Mark Breitbard, president and chief executive of Gap Global Brand, called these types of activations the “icing on the cake,” with the cake being several years of executing on business fundamentals, including closing underperforming stores and making the basics the brand is known for more desirable.
“These collaborations give us another reason to talk to our customer, or a new customer,” he told The Business of Fashion. “The collabs bring a new and unexpected and cool energy to our icons in the brand.”
Bigger Than a Brand
Many beauty labels aspire to define a trend, like Starface or Merit, or even a whole generation, like Neutrogena in the 1990s or Glossier in the 2010s.
Beauty labels that have toyed with fashion usually start with merchandise like baseball caps and sweatshirts. Summer Fridays co-founder Lauren Ireland said the brand wants to be taken more seriously than that, adding that its easy-yet-sophisticated aesthetic makes it a more natural fit to cross categories.
Co-founder Marianna Hewitt added that the addition of fashion was also likely inevitable, as both she and Ireland started as influencers in 2012 and 2014, respectively. Both regularly share their home and fashion recommendations; Hewitt was previously creative director at Revolve’s L’academie fashion line, a role she has recently wound down.
She sees herself as just as much a Gap fan as she is a Summer Fridays fan.

“The same things that we loved in our teens and our youth are the same kind of essentials we would go to Gap today for,” said Hewitt.
She believes the same is true of her shoppers.
“We think that a lot of Summer Fridays [customers] will want to see what we are doing, but we are also hoping to introduce new people to our products,” she said.
Recently, the seven-year-old brand, which was sold to TSG Consumer Partners last year, has swung back to its skincare roots, after its lip balms became cult favourites, with the launch of its Gentle Reset™ Daily Exfoliating Pads. The brand would not comment on revenue, but per Yipit data, Summer Fridays saw annual retail sales of $244 million as of September 2025. It recently began selling on Amazon and TikTok Shop.
An Entrée Into Beauty
Gap has signalled it has big beauty ambitions. In September, The Business of Beauty confirmed that John Demsey, previously of the Estée Lauder Companies, had been working with the company in a strategic consulting role; Nordstrom executive Deb Redmond was announced that same month as general manager of beauty.

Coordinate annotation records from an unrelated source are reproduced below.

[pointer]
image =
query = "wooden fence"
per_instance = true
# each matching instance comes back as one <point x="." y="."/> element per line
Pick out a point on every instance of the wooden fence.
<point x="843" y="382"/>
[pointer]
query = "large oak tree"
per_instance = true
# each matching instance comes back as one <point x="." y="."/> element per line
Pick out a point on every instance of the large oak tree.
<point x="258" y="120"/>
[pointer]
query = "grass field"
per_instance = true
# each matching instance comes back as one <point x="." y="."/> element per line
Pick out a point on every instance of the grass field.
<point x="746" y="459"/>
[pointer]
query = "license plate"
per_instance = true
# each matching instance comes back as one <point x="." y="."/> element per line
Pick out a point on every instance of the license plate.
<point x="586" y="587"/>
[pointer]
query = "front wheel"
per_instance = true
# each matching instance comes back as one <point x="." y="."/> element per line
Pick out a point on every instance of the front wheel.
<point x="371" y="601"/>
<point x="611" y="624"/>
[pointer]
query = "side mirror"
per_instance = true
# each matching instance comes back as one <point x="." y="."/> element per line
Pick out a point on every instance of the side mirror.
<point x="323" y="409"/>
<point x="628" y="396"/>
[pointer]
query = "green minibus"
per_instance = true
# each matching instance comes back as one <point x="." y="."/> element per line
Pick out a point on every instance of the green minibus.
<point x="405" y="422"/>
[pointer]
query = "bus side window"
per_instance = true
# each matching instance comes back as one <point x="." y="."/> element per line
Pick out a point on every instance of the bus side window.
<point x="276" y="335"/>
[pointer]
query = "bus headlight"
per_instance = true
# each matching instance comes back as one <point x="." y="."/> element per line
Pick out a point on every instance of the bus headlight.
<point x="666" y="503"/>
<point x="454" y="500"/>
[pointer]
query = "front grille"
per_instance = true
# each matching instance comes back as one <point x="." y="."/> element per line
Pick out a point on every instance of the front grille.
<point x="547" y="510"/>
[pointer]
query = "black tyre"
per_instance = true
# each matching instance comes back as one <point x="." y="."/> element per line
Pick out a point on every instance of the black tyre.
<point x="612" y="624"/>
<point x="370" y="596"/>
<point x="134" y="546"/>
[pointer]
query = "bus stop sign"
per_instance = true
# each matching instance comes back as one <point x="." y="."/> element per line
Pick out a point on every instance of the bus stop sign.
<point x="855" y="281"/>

“We see a lot of runway, but we’re really just pulling the team together,” said Breitbard. “When you look at the size and scale that we think Old Navy can drive, [it’s significant] and then we know there’s a big opportunity for Gap. Dream, Grass, Om, there is a lot of consumer demand for those fragrances.”
Breitbard confirmed fragrance will be Gap’s first attempt at beauty, while Old Navy will take a multi-category approach. A person familiar with the project said Gap’s beauty extension will mirror what Victoria’s Secret and Bath & Body Works started in the 1990s and have successfully continued.
Hewitt was coy about whether that future includes Summer Fridays.
“We’re focused on the first drop, but excited about the future,” she said.